I felt that I should die if ‘Mrs Form’ were to beat me. But my dominant feeling was not fear or even resentment: it was simply shame because one more person, and that a woman, had been told of my disgusting offence.
A little later, I forget how, I learned that it was not after all ‘Mrs Form’ who would do the beating. I cannot remember whether it was that very night that I wetted my bed again, but at any rate I did wet it again quite soon. Oh, the despair, the feeling of cruel injustice, after all my prayers and resolutions, at once again waking between the clammy sheets! There was no chance of hiding what I had done. The grim statuesque matron, Margaret by name, arrived in the dormitory specially to inspect my bed. She pulled back the clothes, then drew herself up, and the dreaded words seemed to come rolling out of her like a peal of thunder:
‘REPORT YOURSELF to the Headmaster after breakfast!’
I put REPORT YOURSELF in capitals because that was how it appeared in my mind. I do not know how many times I heard that phrase during my early years at St Cyprian's.

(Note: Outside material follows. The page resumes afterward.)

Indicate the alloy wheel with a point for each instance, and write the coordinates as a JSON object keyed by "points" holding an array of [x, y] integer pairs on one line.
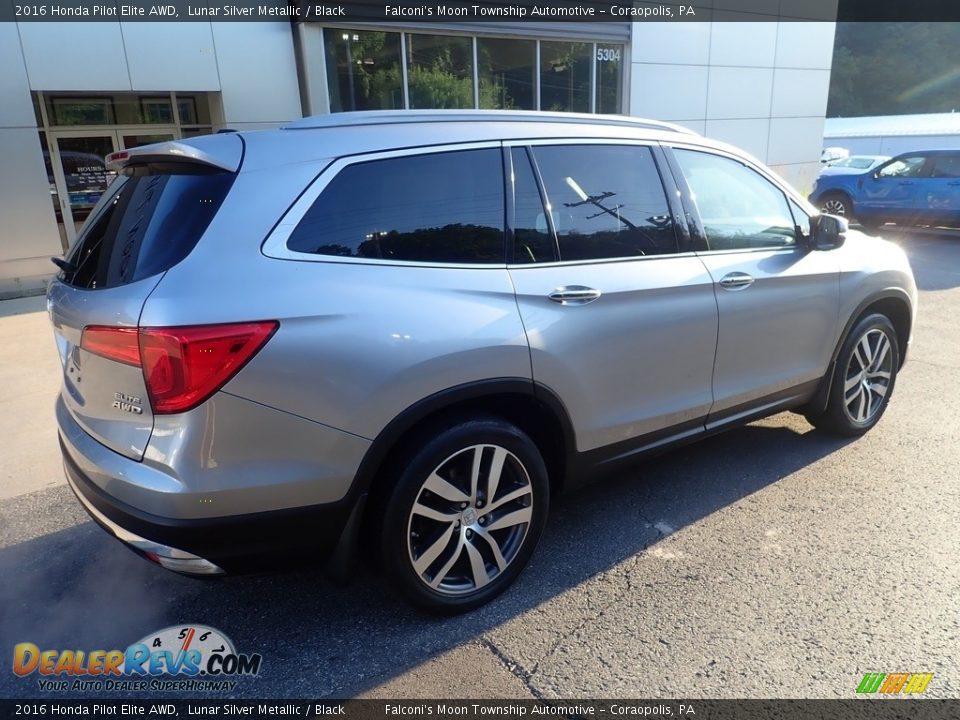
{"points": [[868, 375], [834, 207], [470, 519]]}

It was only very rarely that it did not mean a beating. The words always had a portentous sound in my ears, like muffled drums or the words of the death sentence.
When I arrived to report myself, Flip was doing something or other at he the long shiny table in the ante-room to the study. Her uneasy eyes searched me as I went past. Sambo was a round-shouldered, curiously oafish-looking man, not large but shambling in gait, with a chubby face which was like that of an overgrown baby, and which was capable of good humour. He knew, of course, why I had been sent to him, and had already taken a bone-handled riding-crop out of the cupboard, but it was part of the punishment of reporting yourself that you had to proclaim your offence with your own lips. When I had said my say, he read me a short but pompous lecture, then seized me by the scruff of the neck, twisted me over and began beating me with the riding-crop. He had a habit of continuing his lecture while he flogged you, and I remember the words ‘you dir-ty lit-tle boy’ keeping time with the blows. The beating did not hurt (perhaps, as it was the first time, he was not hitting me very hard), and I walked out feeling very much better. The fact that the beating had not hurt was a sort of victory and partially wiped out the shame of the bed-wetting. I was even incautious enough to wear a grin on my face. Some small boys were hanging about in the passage outside the door of the ante-room.
‘D'you get the cane?’
‘It didn't hurt.’ I said proudly.
Flip had heard everything. Instantly her voice came screaming after me:
‘Come here! Come here this instant! What was that you said?’
‘I said it didn't hurt,’ I faltered out.
‘How dare you say a thing like that? Do you think that is a proper thing to say? Go in and REPORT YOURSELF AGAIN!’
This time Sambo laid on in real earnest. He continued for a length of time that frightened and astonished me — about five minutes, it seemed — ending up by breaking the riding-crop. The bone handle went flying across the room.
‘Look what you've made me do!’ he said furiously, holding the broken crop.
I had fallen into a chair, weakly snivelling. I remember that this was the only time throughout my boyhood when a beating actually reduced me to tears, and curiously enough I was not even now crying because of the pain. The second beating had not hurt very much either. Fright and shame seemed to have anaesthetized me. I was crying partly because I felt that this was expected of me, partly from genuine repentance, but partly also because of a deeper grief which is peculiar to childhood and not easy to convey: a sense of desolate loneliness and helplessness, of being locked up not only in a hostile world but in a world of good and evil where the rules were such that it was actually not possible for me to keep them.
I knew the bed-wetting was (a) wicked and (b) outside my control. The second fact I was personally aware of, and the first I did not question. It was possible, therefore, to commit a sin without knowing that you committed it, without wanting to commit it, and without being able to avoid it. Sin was not necessarily something that you did: it might be something that happened to you. I do not want to claim that this idea flashed into my mind as a complete novelty at this very moment, under the blows of Sambo's cane: I must have had glimpses of it even before I left home, for my early childhood had not been altogether happy. But at any rate this was the great, abiding lesson of my boyhood: that I was in a world where it was not possible for me to be good.